His words about lowering "premiums" by $2,500 for the average family of four have been fairly consistent. But the health policy advisers who formulated the figure say it actually represents the average family's share of savings not only in premiums paid by individuals, but also in premiums paid by employers and in tax-supported health programs like Medicare and Medicaid.

"What we're trying to do," said one of the advisers, David M. Cutler, in explaining the gap between Mr. Obama's words and his intent, "is find a way to talk to people in a way they understand."

The original arithmetic was somewhat basic. In May 2007, three Harvard professors who are unpaid advisers to the Obama campaign — Mr. Cutler, David Blumenthal and Jeffrey Liebman — produced a memorandum offering their "best guess" that a menu of changes would produce savings of at least $200 billion a year (it has since been revised to $214 billion). That would amount to about 8 percent of the $2.5 trillion in health care spending projected for 2009, when the next president takes office.

The memorandum attributed specific savings to several broad initiatives, with the numbers plucked from recent studies. Investments in computerized medical records would save $77 billion a year, the advisers wrote. Reducing administrative costs in the insurance industry would yield up to $46 billion. Improving prevention programs and chronic disease management would be worth $81 billion.

The total savings were then divided by the country's population, multiplied for a family of four, and rounded down slightly to a number that was easy to grasp: $2,500. The average cost of family coverage bought through an employer was $12,106 in 2007, with workers paying $3,281 of that amount, according to the Kaiser Family Foundation, a health research group.

Mr. Obama aspires to cover the country's 47 million uninsured by requiring insurers to accept all comers, regardless of their health status, and by providing generous tax credits to low-income workers. The tax credits could be used to buy into a new federal health plan or private plans marketed through a government exchange.

The subsidies are expensive, estimated at well over $100 billion. Other components of the Obama plan also bear up-front costs, like a pledge to spend $50 billion over five years to speed the computerization of health records, $6 billion a year on tax credits to small businesses that provide coverage to workers, and an unspecified amount to buffer businesses from high-cost insurance claims....

The idea that without mandates Obama can come anywhere close to saving a family $2,500 a year on health insurance is absurd; even with mandates such a saving would be impossible without a single-payer system but that is not even being suggested by Obama.

"Obama’s numbers add up." Where is the money for universal healthcare coming from, especially without mandates which will not even be universal then?

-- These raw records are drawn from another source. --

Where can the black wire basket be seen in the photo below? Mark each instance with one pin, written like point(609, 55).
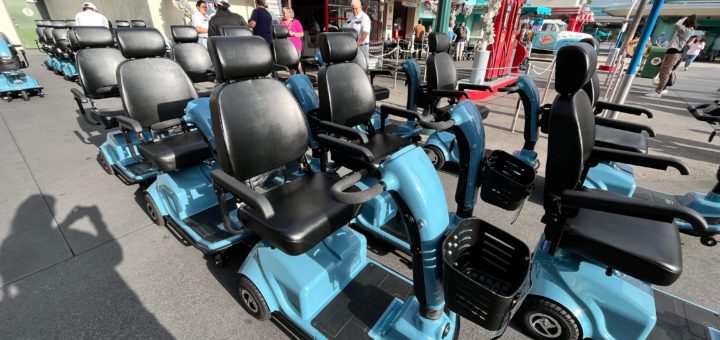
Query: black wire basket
point(507, 181)
point(486, 273)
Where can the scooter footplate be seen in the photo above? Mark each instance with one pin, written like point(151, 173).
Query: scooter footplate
point(654, 196)
point(678, 319)
point(353, 312)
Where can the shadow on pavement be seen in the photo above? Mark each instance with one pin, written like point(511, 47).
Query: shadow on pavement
point(83, 297)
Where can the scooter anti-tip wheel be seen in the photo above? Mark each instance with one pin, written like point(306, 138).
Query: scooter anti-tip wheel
point(252, 300)
point(545, 319)
point(708, 241)
point(153, 211)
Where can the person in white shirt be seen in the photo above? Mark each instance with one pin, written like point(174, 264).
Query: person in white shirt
point(361, 23)
point(90, 16)
point(200, 21)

http://www.nber.org/papers/w13758

January, 2008

Covering the Uninsured in the U.S.
By Jonathan Gruber

Without a Mandate

Reduction in number of uninsured
23 million

Total cost
$102 billion

Cost per newly insured
$4,400

With a Mandate

Reduction in number of uninsured
45 million

Total cost
$124 billion

Cost per newly insured
$2,700

McCain really is looking more like Bush's third term everyday.

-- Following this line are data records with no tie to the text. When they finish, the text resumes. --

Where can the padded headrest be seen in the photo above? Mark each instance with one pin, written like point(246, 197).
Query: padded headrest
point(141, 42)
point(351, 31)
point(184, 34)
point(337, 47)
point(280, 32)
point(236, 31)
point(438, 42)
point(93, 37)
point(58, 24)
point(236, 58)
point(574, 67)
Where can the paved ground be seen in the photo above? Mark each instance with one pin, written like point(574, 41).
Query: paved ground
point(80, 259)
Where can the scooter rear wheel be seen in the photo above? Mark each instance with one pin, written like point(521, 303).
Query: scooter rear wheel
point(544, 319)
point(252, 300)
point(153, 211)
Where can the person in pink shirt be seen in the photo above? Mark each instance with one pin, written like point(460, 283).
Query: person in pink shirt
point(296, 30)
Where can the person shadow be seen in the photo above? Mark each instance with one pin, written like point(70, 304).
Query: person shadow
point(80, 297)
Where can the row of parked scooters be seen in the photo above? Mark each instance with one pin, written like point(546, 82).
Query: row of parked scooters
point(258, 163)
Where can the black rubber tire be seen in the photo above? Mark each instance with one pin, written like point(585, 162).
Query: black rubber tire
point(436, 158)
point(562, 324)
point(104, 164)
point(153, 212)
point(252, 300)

War War War, no matter the cost in human treasure and $$$.

Take care of the rich.

Leave the burden on the little people and the children of the little people.

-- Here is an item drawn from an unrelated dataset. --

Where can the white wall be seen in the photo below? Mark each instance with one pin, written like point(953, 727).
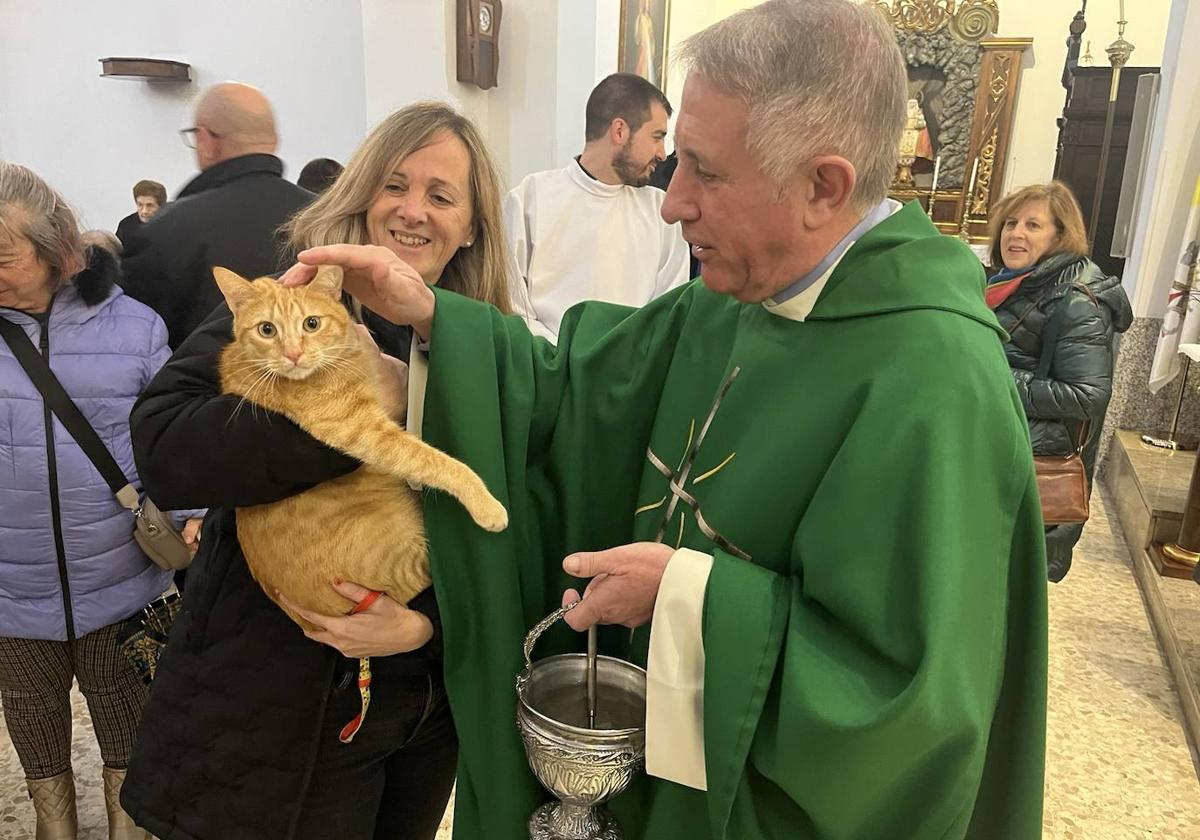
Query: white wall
point(1041, 97)
point(93, 138)
point(1174, 166)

Lie about what you're up to.


"Fooling-Some-of-the-People-All-of-the-Time" -- Vote McSame

anne sound like one of those algebra extremists.

Should EVERYTHING add up? Surely, there is some golden center between all rows and columns adding up to purported balances, and using actual real numbers, and soaring flights of budgetary imagination that were Republican contribution to the national marketplace of ideas.